The judge in the other lawsuit scheduled a Jan. 9 hearing on a motion for a summary judgment.

A group of abutters–Carl Tremblay, Jacqueline Lees, Stephen P. Bell, Mary Reed, and Elizabeth Bowen Donovan—filed a lawsuit in 2017 against Jacqueline Nunez’s Wonder Group, LLC and the ZBA over the proposed project. Wonder Group, LLC filed a motion for a summary judgment over the summer, which is asking the court to rule against the abutter’s lawsuit and in favor of the development.

Last year, Judge Paul D. Wilson of the Suffolk Superior Court issued a split ruling on a motion to dismiss the abutters’ lawsuit. The ruling denied the motion to dismiss over a lack of standing, but granted the motion to dismiss on the spot-zoning claim and several other issues, including citing potential damage to the wetlands as an adverse affect, which narrows the scope of the lawsuit.
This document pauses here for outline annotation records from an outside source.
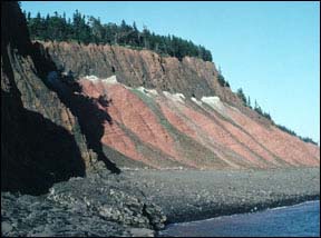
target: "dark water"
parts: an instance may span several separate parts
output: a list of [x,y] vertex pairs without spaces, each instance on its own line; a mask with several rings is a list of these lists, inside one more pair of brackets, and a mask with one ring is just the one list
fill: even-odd
[[207,220],[168,225],[160,236],[319,237],[320,201],[307,201],[255,214],[224,216]]

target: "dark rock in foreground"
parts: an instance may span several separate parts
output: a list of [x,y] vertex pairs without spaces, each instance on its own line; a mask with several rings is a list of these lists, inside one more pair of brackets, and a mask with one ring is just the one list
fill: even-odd
[[108,177],[71,178],[45,196],[1,194],[2,236],[154,236],[160,208]]
[[1,235],[154,236],[164,214],[178,222],[311,199],[320,199],[319,168],[103,171],[38,197],[2,192]]

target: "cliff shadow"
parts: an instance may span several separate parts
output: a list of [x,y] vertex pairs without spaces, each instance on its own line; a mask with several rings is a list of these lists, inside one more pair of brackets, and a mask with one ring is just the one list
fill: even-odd
[[1,190],[41,195],[86,175],[72,135],[3,90],[1,99]]
[[104,97],[94,99],[81,95],[81,87],[75,79],[74,73],[69,71],[67,76],[64,76],[61,73],[65,70],[64,67],[56,66],[41,43],[33,43],[32,60],[46,86],[56,91],[59,99],[77,117],[88,148],[97,153],[98,160],[103,161],[108,170],[119,173],[120,169],[107,158],[100,142],[104,136],[104,123],[107,121],[111,125],[113,119],[107,111],[98,108],[97,102],[108,107],[109,101],[105,100]]
[[[69,86],[70,87],[70,86]],[[111,172],[119,173],[120,169],[110,161],[103,150],[101,137],[104,136],[104,123],[113,125],[113,119],[108,112],[98,108],[97,103],[104,107],[109,106],[109,101],[104,98],[89,98],[80,93],[80,87],[77,82],[72,83],[72,92],[68,92],[67,97],[61,95],[61,101],[78,118],[81,132],[85,135],[88,148],[93,149],[98,160],[103,161],[107,169]]]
Nunez plans to build an 18-unit development at 64 Allandale St., which is a reduction of two units from her original proposal. The project consists of renovating a farmhouse and building several townhouses on a road snaking down towards Allandale Woods. The proposal would have one affordable-housing unit. The other units would likely cost in the million-dollar range.

The project would abut Allandale Woods, which is an “urban wild” of about 100 acres of City- and private-owned land in Jamaica Plain and West Roxbury. The woods is roughly formed by Allandale and Centre streets, the VFW Parkway and Hackensack Road.

The site at 64 Allandale St. is on the border of West Roxbury and Jamaica Plain. It is part of the West Roxbury Neighborhood District, as a matter of zoning.

The vast majority of attendees at a meeting in 2016 on the revised proposal spoke out against the project, expressing concerns over density and the affect on Allandale Woods, among other issues. The ZBA granted the project more than 50 variances, a decision Mayor Martin Walsh backed.